In addition to the health risks, a severe environmental crisis is also looming if the dispute is not resolved soon.

Leakage from the uncollected and illegally dumped waste threatens to contaminate stormwater systems and, ultimately, river catchments already under strain from sewage infrastructure failures.  Furthermore, landfill capacity will be depleted more quickly, with councillors warning that some sites could reach full capacity within a year.  In addition, the burning of waste in informal settlements is worsening air quality in already compromised areas such as Tshwane and Ekurhuleni.

The DA calls for an independent forensic investigation into Pikitup’s finances, including why the R2.15 billion in their bank account remains inaccessible while suppliers go unpaid. An immediate release of ring-fenced funds for emergency fleet repair and contractor payment. Environmental health monitoring in worst-affected wards, with public reporting on vermin, air quality and water contamination risk.

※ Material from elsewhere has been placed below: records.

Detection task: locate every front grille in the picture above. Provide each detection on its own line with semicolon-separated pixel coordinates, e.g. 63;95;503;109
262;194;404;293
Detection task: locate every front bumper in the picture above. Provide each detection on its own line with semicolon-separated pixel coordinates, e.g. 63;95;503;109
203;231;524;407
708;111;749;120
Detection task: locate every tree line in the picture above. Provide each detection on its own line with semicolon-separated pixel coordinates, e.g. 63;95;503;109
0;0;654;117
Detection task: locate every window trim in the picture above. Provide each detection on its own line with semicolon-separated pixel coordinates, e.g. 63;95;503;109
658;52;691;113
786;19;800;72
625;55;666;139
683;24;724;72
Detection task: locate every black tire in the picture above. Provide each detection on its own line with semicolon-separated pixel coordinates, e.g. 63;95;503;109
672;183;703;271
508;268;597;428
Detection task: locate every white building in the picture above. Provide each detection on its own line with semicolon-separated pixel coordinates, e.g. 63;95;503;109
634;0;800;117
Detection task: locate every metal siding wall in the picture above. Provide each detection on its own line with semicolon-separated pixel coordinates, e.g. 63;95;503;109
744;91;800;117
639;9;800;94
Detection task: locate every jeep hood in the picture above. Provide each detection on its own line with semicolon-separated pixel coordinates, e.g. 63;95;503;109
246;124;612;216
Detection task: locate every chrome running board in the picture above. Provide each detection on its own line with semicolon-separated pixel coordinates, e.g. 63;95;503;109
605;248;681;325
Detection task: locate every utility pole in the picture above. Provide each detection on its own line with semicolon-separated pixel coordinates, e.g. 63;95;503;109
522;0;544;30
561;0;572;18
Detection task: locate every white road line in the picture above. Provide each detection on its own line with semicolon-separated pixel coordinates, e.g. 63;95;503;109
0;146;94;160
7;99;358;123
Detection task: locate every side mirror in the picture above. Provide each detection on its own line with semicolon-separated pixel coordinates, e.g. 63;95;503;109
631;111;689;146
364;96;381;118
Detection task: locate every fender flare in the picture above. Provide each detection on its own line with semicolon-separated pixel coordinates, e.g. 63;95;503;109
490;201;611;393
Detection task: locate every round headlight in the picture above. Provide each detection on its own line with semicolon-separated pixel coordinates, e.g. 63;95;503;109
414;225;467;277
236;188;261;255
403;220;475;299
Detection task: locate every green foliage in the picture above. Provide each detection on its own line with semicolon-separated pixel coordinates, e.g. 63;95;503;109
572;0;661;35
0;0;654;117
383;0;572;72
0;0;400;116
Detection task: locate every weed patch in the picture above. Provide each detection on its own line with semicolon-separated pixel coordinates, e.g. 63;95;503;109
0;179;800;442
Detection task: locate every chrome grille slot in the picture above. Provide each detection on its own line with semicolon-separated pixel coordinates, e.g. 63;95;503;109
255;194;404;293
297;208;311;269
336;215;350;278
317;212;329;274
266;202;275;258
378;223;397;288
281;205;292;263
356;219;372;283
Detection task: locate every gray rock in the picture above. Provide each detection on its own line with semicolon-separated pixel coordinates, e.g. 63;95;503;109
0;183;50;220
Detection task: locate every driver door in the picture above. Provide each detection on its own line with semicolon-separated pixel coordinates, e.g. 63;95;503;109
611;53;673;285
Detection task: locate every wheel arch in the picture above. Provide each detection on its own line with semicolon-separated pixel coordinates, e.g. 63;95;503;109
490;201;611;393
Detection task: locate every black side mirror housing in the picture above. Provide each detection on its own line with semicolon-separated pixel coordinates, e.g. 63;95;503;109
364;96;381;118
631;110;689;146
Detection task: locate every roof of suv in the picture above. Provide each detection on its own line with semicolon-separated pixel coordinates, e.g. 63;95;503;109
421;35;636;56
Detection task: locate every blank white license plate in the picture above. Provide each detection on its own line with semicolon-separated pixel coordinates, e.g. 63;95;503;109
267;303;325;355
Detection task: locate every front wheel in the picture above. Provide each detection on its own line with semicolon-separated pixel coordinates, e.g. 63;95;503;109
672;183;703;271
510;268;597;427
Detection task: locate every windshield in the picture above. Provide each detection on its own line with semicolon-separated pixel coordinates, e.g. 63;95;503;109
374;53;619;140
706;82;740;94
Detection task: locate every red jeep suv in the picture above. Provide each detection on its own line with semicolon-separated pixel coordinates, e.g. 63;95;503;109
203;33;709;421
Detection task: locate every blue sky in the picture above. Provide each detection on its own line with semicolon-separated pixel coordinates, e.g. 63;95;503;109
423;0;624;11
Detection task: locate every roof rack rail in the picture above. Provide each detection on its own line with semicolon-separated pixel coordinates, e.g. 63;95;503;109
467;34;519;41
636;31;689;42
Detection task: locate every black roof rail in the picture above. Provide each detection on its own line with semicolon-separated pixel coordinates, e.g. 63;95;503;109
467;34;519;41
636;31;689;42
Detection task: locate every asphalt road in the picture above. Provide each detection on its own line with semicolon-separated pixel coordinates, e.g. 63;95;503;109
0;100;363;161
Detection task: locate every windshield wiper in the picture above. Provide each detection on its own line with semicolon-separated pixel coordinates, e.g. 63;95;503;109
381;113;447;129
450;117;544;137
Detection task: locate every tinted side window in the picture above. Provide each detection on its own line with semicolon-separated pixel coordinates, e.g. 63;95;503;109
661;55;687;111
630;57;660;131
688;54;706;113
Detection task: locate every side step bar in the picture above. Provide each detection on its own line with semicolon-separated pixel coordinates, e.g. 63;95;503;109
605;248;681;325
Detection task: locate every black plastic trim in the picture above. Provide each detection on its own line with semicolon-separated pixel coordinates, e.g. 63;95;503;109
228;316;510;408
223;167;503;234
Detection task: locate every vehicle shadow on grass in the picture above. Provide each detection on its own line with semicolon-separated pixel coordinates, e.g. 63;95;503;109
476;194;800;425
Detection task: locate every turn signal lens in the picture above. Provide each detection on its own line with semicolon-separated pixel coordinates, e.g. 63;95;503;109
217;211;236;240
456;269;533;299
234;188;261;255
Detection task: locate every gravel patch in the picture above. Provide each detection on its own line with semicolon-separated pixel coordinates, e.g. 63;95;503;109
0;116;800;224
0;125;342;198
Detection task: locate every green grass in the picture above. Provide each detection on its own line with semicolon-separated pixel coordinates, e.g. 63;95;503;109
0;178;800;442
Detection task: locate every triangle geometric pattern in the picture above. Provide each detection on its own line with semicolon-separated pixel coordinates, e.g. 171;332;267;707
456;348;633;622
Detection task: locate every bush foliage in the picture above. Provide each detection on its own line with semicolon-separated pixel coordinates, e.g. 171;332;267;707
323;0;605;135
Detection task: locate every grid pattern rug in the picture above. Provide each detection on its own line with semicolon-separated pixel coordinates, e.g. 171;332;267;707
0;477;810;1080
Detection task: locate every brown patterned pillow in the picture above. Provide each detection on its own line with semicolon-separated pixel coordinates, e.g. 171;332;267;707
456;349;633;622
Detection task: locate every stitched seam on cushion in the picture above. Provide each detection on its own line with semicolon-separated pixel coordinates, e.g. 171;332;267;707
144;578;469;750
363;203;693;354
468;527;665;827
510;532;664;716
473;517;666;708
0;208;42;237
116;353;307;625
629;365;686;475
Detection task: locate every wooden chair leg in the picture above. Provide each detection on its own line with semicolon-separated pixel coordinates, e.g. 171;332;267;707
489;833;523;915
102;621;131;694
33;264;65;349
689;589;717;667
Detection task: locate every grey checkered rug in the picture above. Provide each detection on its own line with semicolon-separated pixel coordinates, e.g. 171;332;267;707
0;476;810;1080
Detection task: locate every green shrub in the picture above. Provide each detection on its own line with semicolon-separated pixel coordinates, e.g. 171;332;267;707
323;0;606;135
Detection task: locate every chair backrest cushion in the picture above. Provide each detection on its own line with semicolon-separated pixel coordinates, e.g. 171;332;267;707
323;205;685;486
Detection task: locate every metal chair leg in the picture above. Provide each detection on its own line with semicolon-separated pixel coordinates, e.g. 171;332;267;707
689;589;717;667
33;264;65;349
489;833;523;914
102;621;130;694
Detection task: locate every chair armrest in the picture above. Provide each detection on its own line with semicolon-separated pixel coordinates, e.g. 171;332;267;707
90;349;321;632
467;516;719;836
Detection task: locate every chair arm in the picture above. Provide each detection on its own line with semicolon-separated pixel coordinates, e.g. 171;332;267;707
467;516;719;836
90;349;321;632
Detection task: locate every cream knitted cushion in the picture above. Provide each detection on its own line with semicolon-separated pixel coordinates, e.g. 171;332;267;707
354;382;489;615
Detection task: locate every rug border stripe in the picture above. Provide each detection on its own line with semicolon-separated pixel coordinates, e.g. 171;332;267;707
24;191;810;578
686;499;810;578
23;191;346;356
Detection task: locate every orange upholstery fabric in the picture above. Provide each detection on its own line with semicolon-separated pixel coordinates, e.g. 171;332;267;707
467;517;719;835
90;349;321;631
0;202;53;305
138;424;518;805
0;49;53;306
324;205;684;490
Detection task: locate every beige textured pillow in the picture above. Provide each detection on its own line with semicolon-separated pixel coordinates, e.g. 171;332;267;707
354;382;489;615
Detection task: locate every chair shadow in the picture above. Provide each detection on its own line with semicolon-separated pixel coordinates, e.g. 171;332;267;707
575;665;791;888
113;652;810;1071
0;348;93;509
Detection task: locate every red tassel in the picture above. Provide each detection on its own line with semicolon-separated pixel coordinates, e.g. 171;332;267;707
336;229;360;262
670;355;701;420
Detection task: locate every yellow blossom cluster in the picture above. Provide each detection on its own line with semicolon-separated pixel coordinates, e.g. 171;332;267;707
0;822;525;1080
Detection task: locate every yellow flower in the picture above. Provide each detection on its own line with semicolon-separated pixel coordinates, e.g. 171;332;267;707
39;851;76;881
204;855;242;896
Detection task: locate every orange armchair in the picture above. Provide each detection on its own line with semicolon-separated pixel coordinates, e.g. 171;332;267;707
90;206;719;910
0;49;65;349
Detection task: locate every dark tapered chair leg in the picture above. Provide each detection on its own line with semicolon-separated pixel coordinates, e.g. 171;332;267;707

The DA Gauteng is the only party with a plan to solve this crisis.  We will implement a mandatory response directive within 48 hours for environmental and health hazards caused by municipal service failures. This is a mechanism that would compel accountable, time-bound intervention rather than the open-ended recovery plans residents are currently being offered with no enforceable timeline.

Residents in Johannesburg deserve a waste management system that functions, not one that hoards billions while their streets fill with rot.